Viktor Tatanude
Viktor Tatanude

Tatanude Usir Pol PP Bitung Saat Sidang RDP DPRD

Bitung, Fajarmanado.com – DPRD Bitung menggelar Rapat Dengar Pendapat (RDP) berkaitan dengan rencana pemecatan ratusan tenaga harian lepas (THL) dan RTL oleh Pemkot Bitung, Sabtu (19/8) di Gedung  DPRD Bitung.
Sekitar 100 Polisi Pamong Praja (Pol PP) Pemkot Bitung ditugaskan untuk menjaga keamanan dan ketertiban RDP tersebut. Namun selang beberapa lama siding berlangsung, salah satu Anggota DPRD Bitung Vicktor Tatanude mengusir ratusan Pol PP Bitung dari ruang sidang.
“Siapa yang menugaskan kalian disini, Pemkot ? Keluar kalian dari ruangan ini,” tukas Tatanude kepada para personil Pol PP yang mengenakan atribut lengkap.

Sementara itu, pada saat RDP digelar, Anggota DPRD Bitung, Habrianto Achmad SH, mempertanyakan Surat Keputusan Pala, RT dan THL yang dikeluarkan Walikota Max J Lomban.

Menurut Achmat, SK tersebut bertentangan dengan Peraturan Menteri Dalam Negeri (Permendagri) Republik Indonesia Nomor 80 tahun 2015 tentang pembentukan Hukum Daerah.

“Mengacu pada Permendagri Pasal 1 Nomor 27 bahwa pembatalan adalah tindakan yang menyatakan tidak bearlakunya terhadap seluruh atau buku, BAB, bagian paragraf, pasal, ayat, dan/atau lampiran materi muatan Perda, perkada, PB KDH dan peraturan DPRD karna bertentangan dengan peraturan perundang undangan yang lebih tinggi, kepentingan umum, dan/atau kesusilaan yang berdampak dilakukannya pencabutan atau perubahan,”terangnya.

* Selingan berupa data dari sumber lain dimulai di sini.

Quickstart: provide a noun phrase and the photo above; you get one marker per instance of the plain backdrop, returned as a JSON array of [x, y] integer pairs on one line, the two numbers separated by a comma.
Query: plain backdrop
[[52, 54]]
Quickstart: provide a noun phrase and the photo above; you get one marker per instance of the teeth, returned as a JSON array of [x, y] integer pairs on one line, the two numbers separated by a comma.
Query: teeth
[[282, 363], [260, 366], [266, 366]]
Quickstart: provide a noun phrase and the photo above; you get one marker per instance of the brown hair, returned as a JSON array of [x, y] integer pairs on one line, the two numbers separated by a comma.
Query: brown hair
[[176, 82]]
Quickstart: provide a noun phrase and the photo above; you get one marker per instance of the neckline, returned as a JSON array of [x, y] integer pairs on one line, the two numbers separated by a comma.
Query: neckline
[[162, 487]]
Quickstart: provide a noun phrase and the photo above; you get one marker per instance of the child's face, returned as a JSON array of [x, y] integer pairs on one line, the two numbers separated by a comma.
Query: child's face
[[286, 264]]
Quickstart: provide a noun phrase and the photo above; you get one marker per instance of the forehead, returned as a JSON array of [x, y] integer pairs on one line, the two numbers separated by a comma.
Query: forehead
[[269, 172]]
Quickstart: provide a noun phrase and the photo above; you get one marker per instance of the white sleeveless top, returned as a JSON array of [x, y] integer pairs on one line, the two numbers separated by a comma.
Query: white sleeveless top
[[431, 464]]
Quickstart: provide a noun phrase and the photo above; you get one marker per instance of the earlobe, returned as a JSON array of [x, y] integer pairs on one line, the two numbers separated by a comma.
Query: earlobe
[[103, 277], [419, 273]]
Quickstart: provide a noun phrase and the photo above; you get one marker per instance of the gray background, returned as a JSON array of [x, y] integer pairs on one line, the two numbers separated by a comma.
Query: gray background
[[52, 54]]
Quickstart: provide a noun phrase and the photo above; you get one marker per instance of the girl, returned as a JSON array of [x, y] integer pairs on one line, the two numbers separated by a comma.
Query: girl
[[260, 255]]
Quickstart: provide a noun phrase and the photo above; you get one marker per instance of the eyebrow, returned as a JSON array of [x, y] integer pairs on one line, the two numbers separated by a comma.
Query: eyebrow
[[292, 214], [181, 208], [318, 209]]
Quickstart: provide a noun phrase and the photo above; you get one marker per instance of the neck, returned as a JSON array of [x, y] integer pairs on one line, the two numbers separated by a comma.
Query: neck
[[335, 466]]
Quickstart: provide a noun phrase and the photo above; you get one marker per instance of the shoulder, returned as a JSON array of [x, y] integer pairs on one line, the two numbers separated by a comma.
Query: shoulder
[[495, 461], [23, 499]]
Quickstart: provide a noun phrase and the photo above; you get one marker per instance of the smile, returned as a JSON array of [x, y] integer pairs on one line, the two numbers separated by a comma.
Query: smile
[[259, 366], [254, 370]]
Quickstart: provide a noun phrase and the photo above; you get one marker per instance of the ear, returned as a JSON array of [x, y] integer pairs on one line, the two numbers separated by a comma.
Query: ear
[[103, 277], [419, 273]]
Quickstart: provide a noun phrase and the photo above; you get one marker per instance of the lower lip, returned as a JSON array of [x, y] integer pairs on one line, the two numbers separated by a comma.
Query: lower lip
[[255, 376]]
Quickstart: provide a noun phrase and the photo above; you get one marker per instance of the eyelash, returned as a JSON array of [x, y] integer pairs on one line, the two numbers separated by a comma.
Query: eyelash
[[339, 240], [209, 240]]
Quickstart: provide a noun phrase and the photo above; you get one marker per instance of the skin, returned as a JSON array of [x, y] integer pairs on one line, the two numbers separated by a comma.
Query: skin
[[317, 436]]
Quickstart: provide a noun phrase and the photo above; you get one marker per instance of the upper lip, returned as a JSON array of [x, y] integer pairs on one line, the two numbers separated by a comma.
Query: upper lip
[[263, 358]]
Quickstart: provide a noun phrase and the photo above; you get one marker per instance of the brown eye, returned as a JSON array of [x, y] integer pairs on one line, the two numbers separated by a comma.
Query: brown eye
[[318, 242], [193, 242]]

“Bertentangan dengan kepentingan umum adalah kebijakan yang menyebabkan terganggunya kerukunan antara warga masyarakat, terganggunya pelayanan publik, terganggunya ketentraman dan ketertiban umum, terganggunya kegiatan ekonomi untuk meningkatkan kesejahteraan masyarakat,” jelas Achmad.
Ahmad kemudian menilai Walikota Bitung dianggap menimbulkan masalah.” Fatalnya lagi Walikot Bitung MJ Lomban telah menimbulkan kegaduhan di masyarakat Kota Bitung dan tidak manusiawi terhadap masalah THL, Pala dan RT,” tegasnya.

“Dalam perekrutmen THL Pala dan RT, banyak yang diterima penduduk dari luar kota Bitung,” ungkap Ronny Boham, Sam Panai, Tonny Yunus, Frangky Julianto dan Robby Lahamendu.